Émile. — La plante qui lève se nourrit donc de farine ?

Paul. — Non : c’est trop grossier pour elle. La plante ne se nourrit pas à notre manière ; elle s’imbibe d’eau où se trouvent dissoutes, fondues, les substances propres à son alimentation. Mais la farine ne peut se fondre dans l’eau, vous le savez bien ; par conséquent la petite plante périrait de faim à côté de sa provision de vivres, si la farine n’était pas préparée d’une façon convenable, volontiers je dirais cuisinée.

Émile. — Ce doit être curieux, la cuisine d’un brin d’herbe.

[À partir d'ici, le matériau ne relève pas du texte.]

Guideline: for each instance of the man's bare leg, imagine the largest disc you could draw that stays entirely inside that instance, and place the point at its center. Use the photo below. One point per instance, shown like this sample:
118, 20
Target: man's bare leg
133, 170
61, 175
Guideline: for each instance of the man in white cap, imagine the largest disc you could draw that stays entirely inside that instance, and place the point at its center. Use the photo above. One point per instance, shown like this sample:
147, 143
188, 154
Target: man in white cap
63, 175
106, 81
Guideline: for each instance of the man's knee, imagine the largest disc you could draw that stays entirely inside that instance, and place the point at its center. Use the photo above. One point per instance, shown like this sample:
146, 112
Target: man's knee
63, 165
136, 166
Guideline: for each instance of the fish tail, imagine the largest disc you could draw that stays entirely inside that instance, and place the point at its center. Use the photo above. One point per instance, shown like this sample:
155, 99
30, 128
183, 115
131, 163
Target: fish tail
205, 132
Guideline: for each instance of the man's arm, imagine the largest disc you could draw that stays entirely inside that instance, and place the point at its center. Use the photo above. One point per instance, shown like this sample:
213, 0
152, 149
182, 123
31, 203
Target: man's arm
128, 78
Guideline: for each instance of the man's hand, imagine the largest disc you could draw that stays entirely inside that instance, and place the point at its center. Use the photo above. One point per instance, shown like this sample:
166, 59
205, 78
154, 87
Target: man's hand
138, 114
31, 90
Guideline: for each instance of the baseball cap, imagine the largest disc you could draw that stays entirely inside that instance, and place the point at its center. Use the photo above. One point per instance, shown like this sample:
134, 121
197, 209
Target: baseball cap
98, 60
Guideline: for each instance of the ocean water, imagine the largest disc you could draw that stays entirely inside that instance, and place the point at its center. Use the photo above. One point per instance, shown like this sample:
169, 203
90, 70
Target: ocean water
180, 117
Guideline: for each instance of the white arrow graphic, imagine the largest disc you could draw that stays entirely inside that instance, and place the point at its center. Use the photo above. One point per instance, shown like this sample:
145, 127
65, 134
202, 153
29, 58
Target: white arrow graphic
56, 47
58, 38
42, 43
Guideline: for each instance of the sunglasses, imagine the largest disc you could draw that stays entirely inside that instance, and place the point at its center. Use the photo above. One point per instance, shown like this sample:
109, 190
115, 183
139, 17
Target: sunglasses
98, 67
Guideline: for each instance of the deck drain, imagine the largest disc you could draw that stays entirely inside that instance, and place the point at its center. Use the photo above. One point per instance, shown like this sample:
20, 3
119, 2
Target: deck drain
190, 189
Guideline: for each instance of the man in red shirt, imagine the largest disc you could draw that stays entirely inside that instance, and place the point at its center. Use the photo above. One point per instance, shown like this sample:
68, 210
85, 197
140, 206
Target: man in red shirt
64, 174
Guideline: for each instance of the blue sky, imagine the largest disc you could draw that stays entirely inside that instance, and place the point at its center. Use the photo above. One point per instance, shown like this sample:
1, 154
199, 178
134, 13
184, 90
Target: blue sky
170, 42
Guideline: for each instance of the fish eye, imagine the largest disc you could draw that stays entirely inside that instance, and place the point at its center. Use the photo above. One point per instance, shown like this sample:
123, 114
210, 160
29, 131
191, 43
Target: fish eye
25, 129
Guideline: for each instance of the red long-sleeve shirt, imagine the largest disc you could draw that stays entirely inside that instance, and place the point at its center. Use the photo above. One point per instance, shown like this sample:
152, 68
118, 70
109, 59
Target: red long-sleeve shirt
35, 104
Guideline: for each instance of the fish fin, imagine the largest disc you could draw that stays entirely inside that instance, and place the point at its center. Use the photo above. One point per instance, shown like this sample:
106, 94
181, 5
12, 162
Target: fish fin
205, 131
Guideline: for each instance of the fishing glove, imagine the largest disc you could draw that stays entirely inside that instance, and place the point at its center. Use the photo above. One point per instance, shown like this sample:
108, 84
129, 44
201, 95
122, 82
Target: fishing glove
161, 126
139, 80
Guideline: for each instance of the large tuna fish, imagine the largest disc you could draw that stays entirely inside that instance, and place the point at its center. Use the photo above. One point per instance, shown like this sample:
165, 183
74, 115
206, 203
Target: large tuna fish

Paul. — Plus merveilleux que vous ne pourriez le penser. Pendant que le brin d’herbe lève, la farine du grain devient du sucre, du vrai sucre, très doux, facile à se fondre dans l’eau ; de façon que la jeune plante pour se nourrir boit de l’eau sucrée, ou pour mieux dire une espèce de lait.

Émile. — Tiens, c’est vrai ; maintenant j’y songe. À la Noël, mère Ambroisine avait mis du blé germer dans une assiette en le tenant mouillé, sur la cheminée. Quand la feuille apparut, le grain était mou et s’écrasait sous les doigts. Il en sortait une espèce de lait très doux.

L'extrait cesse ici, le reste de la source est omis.